Haraways Buch dagegen ist eines voller Taschen. Ihre Geschichten folgen klebrigen Fäden durch die Welt, bis jene sich zu Behältern wölben, sie tragen neue Sichtweisen mit sich, in ihren Begriffen haben unerhörte Gedankengänge Platz. So stecken in dem Kürzel SF, den Haraway als einen Container vorschlägt, um in unruhigen Zeiten unruhig bleiben und den unübersichtlichen Gegebenheiten begegnen zu können, die Science Fiction, der spekulative Feminismus, Science Fantasy, Science Facts und String Figures, das ihr so wichtige Spiel mit Fadenfiguren. Wenn man sieht, wie Haraways Finger beim Reden in Bewegung sind und den Redefluss formen, darf man vielleicht erkennen, dass das Fadenspiel bei ihr mehr als eine Metapher ist. Wir können, so die Autorin, in der derzeitigen Situation nichts tun, als die jeweilige Konstellation des Spiels, wie es uns von anderen gereicht wird bzw. wurde, übernehmen und sehen, dass wir es weiterentwickeln. Revolution als Neuanfang zu sehen, sieht sie als den ständig wiederholten Fehler jeder Erhebung: Es gilt, mit dem Geerbten umzugehen, zu trauern und in Bewegung zu bleiben. Besonders wichtig ist ihr in dieser Hinsicht, das Erbe des Kolonialismus anzunehmen und endlich eine Dekolonialisierung anzugehen, die den Namen verdient, also Natives nicht wieder vereinnahmt und in eine passive Rolle drängt. Als ein gelungenes Beispiel nennt sie im Buch das Weltspiel „Never Alone“, dessen Entstehung Haraways Gedanken der Sympoesis entspricht: Das „gemeinsame Werden“ ist für sie die Möglichkeit, den Unrechtsstrukturen zu begegnen. An „Never Alone“ wirkten denn auch indigene Geschichtenerzähler*innen, Spieldesigner*innen, bildende Künstler*innen, Jugendliche und Aktivist*innen mit. Im Gegensatz zum kolonialistischen Modell, das in die Fremde reitet, um dort Güter zu extrahieren und Strukturen zu zerstören, entwickelte man das Spiel und sich hier gemeinsam.

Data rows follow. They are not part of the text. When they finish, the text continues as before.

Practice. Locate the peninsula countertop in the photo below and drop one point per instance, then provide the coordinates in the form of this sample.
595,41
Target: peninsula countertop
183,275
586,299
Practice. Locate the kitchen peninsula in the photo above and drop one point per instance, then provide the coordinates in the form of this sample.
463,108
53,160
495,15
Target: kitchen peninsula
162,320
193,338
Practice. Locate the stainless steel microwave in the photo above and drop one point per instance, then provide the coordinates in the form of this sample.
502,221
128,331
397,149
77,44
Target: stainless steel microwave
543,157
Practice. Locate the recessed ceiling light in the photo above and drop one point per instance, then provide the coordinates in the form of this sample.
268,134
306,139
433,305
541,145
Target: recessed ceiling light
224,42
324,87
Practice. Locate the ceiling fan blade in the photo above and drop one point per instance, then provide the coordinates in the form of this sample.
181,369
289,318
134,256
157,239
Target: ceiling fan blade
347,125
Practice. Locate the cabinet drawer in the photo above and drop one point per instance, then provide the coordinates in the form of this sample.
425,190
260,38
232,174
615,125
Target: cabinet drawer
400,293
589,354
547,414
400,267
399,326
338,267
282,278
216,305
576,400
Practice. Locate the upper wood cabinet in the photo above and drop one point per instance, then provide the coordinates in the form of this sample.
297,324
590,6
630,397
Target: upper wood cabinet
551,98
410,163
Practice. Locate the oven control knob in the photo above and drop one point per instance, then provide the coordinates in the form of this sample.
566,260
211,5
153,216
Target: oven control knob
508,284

Gemeinsames Werden ist also, was das Buch von uns verlangt. Nach Haraway ist es nämlich nicht Zeit für einen wie auch immer gearteten Posthumanismus, sondern für das Zeitalter der „Kompostisten“. Nicht vom lateinischen „homo“ für Mensch leitet sie das Humane her, sondern vom „Humus“. Wir müssen uns „zusammensetzen“, wenn wir eine neue Praxis erfinden wollen, um „beschädigte Orte zu reparieren und das Gedeihen artenübergreifender Zukünfte zu unterstützen“. Haraway meint mit dem Gemeinsamen nicht etwa nur die Menschheit, sondern bezieht alle „Kritter“ (Lebewesen und Cyborgs) in die Geschichte ein. Die ungehemmte Ausbreitung der Menschen, welche (auch) nicht-menschliche Kritter in Mitleidenschaft zieht, muss daher eingeschränkt werden. Dabei plädiert Haraway keineswegs für fragwürdige politische Maßnahmen, sondern für die bewusste Entscheidung von Menschen für oder gegen Kinder. Sie schlägt als Motto für eine neue Welt den Slogan „Macht euch verwandt, nicht Kinder“ vor, meint damit aber nicht etwa, dass keine Kinder mehr gezeugt werden sollten, sondern dass es zuerst gelte, daran zu denken, wie wir mit den bereits existierenden Menschen ein gutes Leben und Sterben bewerkstelligen könnten. In ihrer, das Buch abschließenden, Science-Fiction-Geschichte „Camille“ heißt das: Migrierende, die die Regeln akzeptieren, bleiben, es werden absichtlich kaum Kinder gezeugt, die überdies jeweils mindestens drei Elternteile haben. Und um die Handlungsspielräume zu verändern, integrieren viele dieser Kinder Gene wandernder Arten. Ziel ist ein Unruhigbleiben, welches das Weitergehen der Welt ermöglicht. Die Geschichten von Camille sind verstörende, Hoffnung gebende Gleichnisse. Wenn Haraway davon spricht, dass nur neue Geschichten uns helfen können, den Status quo zu überwinden, dann sind diese vielleicht dazu angetan, ein anderes Denken zu probieren, das für eine neue Zeit geeignet sein könnte.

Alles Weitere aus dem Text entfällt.